Los Angeles Asian Pacific Film Festival spotlights female filmmakers, Margaret Cho and more
Maya Erskine, who also stars on the Hulu series "Plus One," opposite Jack Quaid in the rom-com "Plus One," which will screen at the Los Angeles Asian Pacific Film Festival.

Among the more than 200 features and shorts set to unspool at this year’s Los Angeles Asian Pacific Film Festival are over a dozen by Southern California filmmakers and two dozen by international female filmmakers. Running Thursday through May 10, the festival’s 35th edition promises an array of world and area premieres of Asian and Asian American works, tributes to artists of screens big and small, and some feisty conversation.
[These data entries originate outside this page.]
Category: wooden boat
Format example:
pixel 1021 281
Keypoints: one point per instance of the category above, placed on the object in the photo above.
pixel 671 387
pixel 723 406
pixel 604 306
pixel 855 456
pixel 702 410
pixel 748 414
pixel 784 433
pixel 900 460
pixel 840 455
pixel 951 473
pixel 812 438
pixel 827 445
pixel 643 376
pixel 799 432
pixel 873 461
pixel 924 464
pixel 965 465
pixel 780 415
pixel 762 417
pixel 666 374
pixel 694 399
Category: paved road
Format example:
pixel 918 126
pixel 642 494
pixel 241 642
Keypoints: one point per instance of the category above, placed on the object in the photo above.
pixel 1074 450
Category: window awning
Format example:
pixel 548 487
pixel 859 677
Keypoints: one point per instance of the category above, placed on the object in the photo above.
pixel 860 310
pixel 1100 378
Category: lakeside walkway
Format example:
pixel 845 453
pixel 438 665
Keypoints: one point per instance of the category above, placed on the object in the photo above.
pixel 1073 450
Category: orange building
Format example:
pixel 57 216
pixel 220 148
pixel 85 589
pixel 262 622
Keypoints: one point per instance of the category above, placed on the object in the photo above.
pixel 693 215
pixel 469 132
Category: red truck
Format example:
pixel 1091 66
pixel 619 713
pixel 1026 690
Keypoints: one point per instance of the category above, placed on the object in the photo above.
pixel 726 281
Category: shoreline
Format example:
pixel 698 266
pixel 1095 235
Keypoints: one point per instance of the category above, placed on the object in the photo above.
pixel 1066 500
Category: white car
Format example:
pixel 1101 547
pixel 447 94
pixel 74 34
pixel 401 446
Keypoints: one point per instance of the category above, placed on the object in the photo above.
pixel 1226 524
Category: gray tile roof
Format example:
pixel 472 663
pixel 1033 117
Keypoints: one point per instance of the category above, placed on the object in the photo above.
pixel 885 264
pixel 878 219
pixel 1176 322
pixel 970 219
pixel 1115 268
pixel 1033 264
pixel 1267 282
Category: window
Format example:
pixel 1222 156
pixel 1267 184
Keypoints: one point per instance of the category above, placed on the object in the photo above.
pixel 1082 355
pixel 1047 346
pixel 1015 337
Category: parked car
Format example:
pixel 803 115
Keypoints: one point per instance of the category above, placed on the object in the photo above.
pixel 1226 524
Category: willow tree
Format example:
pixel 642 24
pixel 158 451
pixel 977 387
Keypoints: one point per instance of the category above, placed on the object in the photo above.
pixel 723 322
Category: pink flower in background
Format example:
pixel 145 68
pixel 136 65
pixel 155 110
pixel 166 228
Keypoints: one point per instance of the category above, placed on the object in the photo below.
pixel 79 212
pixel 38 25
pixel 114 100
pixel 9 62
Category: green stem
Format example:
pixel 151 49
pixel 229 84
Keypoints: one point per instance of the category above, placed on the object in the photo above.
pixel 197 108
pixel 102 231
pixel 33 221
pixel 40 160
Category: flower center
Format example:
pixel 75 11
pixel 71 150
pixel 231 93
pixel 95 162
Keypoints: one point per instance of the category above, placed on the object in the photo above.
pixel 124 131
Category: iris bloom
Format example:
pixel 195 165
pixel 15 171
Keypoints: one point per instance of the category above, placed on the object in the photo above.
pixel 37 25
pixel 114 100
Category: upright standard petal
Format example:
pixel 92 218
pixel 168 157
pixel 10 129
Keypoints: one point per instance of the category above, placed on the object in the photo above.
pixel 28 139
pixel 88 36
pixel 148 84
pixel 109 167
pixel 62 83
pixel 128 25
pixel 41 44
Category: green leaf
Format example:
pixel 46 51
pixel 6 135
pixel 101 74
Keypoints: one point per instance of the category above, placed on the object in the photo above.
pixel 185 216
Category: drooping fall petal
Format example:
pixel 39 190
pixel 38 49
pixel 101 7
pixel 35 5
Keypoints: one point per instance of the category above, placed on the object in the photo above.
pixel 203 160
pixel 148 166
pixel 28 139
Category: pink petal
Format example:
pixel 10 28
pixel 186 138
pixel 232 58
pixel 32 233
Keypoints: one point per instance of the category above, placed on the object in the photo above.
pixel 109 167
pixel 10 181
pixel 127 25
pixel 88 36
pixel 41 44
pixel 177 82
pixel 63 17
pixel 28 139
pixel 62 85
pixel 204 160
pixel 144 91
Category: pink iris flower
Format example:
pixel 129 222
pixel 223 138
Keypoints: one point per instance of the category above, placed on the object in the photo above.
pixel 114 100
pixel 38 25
“The opening and closing night offerings are both world premieres … written and directed by two female Asian Pacific American (also Filipina American) filmmakers,” says co-director David Magdael, who has worked on 23 editions of the festival presented by Asian American and Pacific Islander media artist organization Visual Communications since 1997. “Opening night — ‘Yellow Rose’ — written and directed by Diane Paragas, and closing night — ‘Empty by Design’ — written and directed by Andrea Walter, are both [from] first-time feature directors with a base of producers and actors who are Asian Pacific American and Asian international.”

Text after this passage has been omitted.